Medien Das Miteinander in sozialen Netzwerken ist streng geregelt. Doch klappt das in der Praxis?
Augsburg Die Zeiten, als junge Menschen in sozialen Netzwerken unter sich waren, sind vorbei. Längst haben auch Eltern und Großeltern Facebook und Co. für sich entdeckt. Diese Entwicklung bringt es mit sich, dass Schüler im Internet nicht nur das Profil des Banknachbarn, sondern auch das des Lehrers finden. Doch das digitale Miteinander zwischen Schüler und Lehrer ist nicht so einfach. Immerhin werden die einen von den anderen benotet. Deshalb hat das Bayerische Kultusministerium für Staatsbedienstete einen Leitfaden zum Umgang mit sozialen Medien erstellt.

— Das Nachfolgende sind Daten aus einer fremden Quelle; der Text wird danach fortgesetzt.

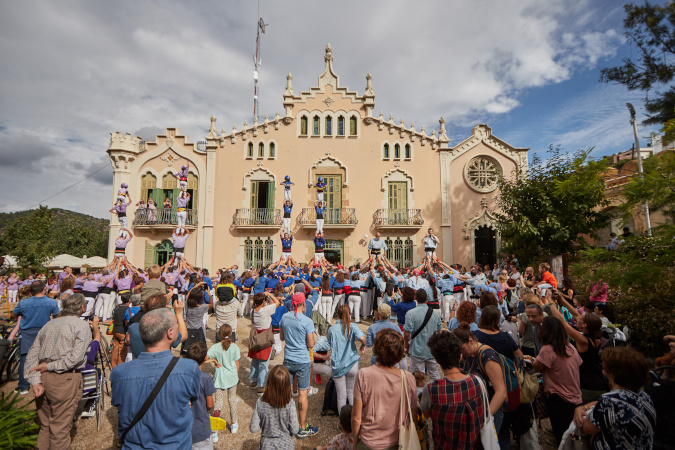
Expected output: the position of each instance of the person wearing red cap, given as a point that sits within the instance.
(297, 331)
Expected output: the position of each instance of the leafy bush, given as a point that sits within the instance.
(17, 423)
(641, 283)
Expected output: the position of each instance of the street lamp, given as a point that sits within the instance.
(637, 148)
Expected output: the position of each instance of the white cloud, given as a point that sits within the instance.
(73, 71)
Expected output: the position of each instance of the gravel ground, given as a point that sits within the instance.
(86, 436)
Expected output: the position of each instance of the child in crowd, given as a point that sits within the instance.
(344, 440)
(275, 412)
(201, 421)
(226, 356)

Der stuft die Kontaktaufnahme in beide Richtungen, also sowohl von Schüler zu Lehrer als auch andersherum, als unzulässig ein. Freundschaftsanfragen verschicken oder Follower sein ist also nicht erlaubt. „Lehrkräfte sollten selbstverständlich nicht ‘Anhänger’ ihrer Schülerinnen und Schüler sein, die sie zu erziehen und zu bewerten haben“, heißt es im Leitfaden. Durch das Abhängigkeitsverhältnis könnten Schüler Anfragen ihres Lehrers praktisch nicht ablehnen. Doch auch Lehrer sollten Freundschaftsangebote von Schülern ablehnen, so die Richtlinie des Kultusministeriums.
Doch wird das in der Praxis so umgesetzt? „Ich verstehe die Regelung“, sagt Christian Hörtrich, Schulleiter des Maria-Ward-Gymnasiums in Günzburg. „Ansonsten entstehen Diskussionen, warum ein Lehrer mit dem einen Schüler befreundet ist und mit dem anderen nicht.“Hörtrich ist deshalb nicht mit aktuellen, sondern nur mit ehemaligen Schülern digital verbunden. „Doch ich kann mir nicht vorstellen, dass sich in der heutigen Zeit jeder daran hält.“
Peter Schwertschlager, Schulleiter des Gymnasiums bei Sankt Anna in Augsburg, sieht die strengen Ministeriums-Vorgaben für das digitale Miteinander kritisch. „Das Ziel sollte nicht sein, dass sich Lehrer und Schüler strikt meiden müssen, sondern dass sie verantwortungsvoll mit den neuen Medien umgehen.“In seinem Fall heißt das: Er selbst verschickt keine Freundschaftsanfragen an Schüler. Die Anfragen, die von Schülern an ihn kommen, nimmt er an. Für sie hat er auf Facebook eine eigene Freundesliste. Doch der Schulleiter bleibt bezüglich der Schüler passiver Nutzer. „Ich kommentiere oder like nichts.“Dafür verschafft er sich einen Eindruck, was im Netz vor sich geht. „Lehrer sollten Ahnung davon haben, wie die Lebenswirklichkeit der Kinder aussieht“, sagt Schwertschlager. Dazu gehöre das Wissen, was in sozialen Netzwerken derzeit angesagt ist, worüber diskutiert wird. „Ansonsten können Lehrer nicht authentisch mitreden.“Und auch, wenn Schüler und Lehrer zum Beispiel digitale Geburtstagsgrüße austauschen, sehe er noch keinen Grund, einzuschreiten.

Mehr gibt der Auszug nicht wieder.